Ron Baalke's recent submission of an AP article about Anusuya
Chinsamy's work triggered a serendipitous chain of events which lead
me to the fifth annual paleobiology symposium here at Penn's geology
department on Friday, March 18th.  At that symposium I picked up quite
a bit of information which will likely be of interest to members of
this list.  Since we've recently had discussions about the origins of
birds here, I'll begin with a discussion of Anusuya's presentation.
Since Anusuya is here at Penn, I have the good fortune of being able
to ask her to comment on my comments.  Hopefully that means you can
trust anything I say about her work, but any errors below are mine all
mine!!!  :-)

Anusuya is a post doc in Peter Dodson's lab, where she has been
sectioning the bones of ancient birds and dinosaurs in order to infer
how the animals grew and therefore what sort of physiology they had.
I have not yet seen Anusuya's work in print, so all of this is coming
straight from the bird's beak, as it were.  Apparently a recent NY
Times article claimed (or implied) that Anusuya is casting doubt on
the theropodian origin of birds.  That is most assuredly not the case.
In fact, I think that she has made the connection more firm (as you'll
see below), and she most definitely feels that cladistic
analyses--like that performed by her co-author on a recent _Nature_
paper, Louis Chiappe--firmly link birds to theropods.

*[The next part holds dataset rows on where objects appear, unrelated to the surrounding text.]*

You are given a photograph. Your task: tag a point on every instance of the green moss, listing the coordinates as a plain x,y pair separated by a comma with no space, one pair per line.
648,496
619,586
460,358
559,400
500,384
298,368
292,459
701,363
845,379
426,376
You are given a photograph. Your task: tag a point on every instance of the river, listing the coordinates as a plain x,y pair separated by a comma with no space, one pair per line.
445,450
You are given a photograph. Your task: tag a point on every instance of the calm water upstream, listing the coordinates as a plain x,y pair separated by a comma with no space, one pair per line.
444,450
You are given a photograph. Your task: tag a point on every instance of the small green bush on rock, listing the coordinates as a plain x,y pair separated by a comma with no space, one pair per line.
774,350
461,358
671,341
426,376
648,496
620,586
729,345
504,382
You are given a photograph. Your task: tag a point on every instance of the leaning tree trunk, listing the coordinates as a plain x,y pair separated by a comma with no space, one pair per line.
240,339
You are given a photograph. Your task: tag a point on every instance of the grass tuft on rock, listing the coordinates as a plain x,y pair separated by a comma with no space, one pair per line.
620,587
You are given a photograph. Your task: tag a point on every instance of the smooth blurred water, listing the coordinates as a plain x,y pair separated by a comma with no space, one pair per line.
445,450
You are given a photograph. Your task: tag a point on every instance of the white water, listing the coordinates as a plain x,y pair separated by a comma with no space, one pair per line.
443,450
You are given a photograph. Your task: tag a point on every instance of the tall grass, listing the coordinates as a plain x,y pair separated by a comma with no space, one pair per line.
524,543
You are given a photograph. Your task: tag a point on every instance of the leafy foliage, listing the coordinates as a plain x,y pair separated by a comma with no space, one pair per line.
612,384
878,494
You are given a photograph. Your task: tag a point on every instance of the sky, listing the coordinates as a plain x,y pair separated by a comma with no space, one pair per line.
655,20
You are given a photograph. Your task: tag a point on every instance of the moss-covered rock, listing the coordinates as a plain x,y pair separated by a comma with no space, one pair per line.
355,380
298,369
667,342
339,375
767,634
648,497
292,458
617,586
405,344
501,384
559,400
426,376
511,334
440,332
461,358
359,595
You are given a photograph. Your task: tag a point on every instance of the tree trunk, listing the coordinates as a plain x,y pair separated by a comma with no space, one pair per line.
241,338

The phylogeny that you should refer to for the rest of my comments
is (if you'll pardon the crudity and attempt to take no information
aside from geneology from this partial diagram):

                                           (modern birds)
                                 ichthyornis  /
                        hesperornis \        /
                                 \   \      /
                         patagopteryx /
                                  \  /
                  enantiornithines \/
                                \  /
                        sinornis \/
                              \  /
                 archaeopteryx \/
                            \  /
         dromaeosauridae     /
        troodontidae \      /
                   \  \    /
                    \  \  /

Now a little bit about bones; it's not critical that you understand
this paragraph, but it will help you to appreciate the context of the
work if you put in the effort.  Vertebrate bones are a composite
material whose structural integrity derives mainly from a calcium
hydroxyapatite mineral matrix embedded in a proteinaceous (mainly
collagen) resin.  Interspersed through the bone are living cells
called osteocytes, which maintain the bone while it's alive (e.g.  by
moving calcium around).  When the bone is growing or remodelling, it
is laid down by cells called osteoblasts, which direct the formation
and deposition of the proteins and hydroxyapatite crystals.  When bone
grows slowly, the osteoblasts lay down the proteins in orderly
rows--the protein molecules are linear chain polymers which, for the
purposes of this discussion, you can imagine as threads.  When bone
grows quickly, however, the osteoblasts churn out the proteins and
then have to move on quickly; the threads are thus put down at all
orientations.  In the slow growing case, the parallel fibers are
visible in thin sections of the bone.  In the latter case, the fibers
are jumbled like the knit of a fabric, and the bone is referred to as
"woven".  In ectothermic vertebrates, bone growth is episodic; periods
of rapid bone growth are interspersed with periods of slow deposition.
This feature is observable in thin sections of adult bones which
appear to have rings much like the rings of trees.  Mammal and bird
bones do not show this pattern, however.  Since these animals grow
quickly, their limb bones look woven as described above.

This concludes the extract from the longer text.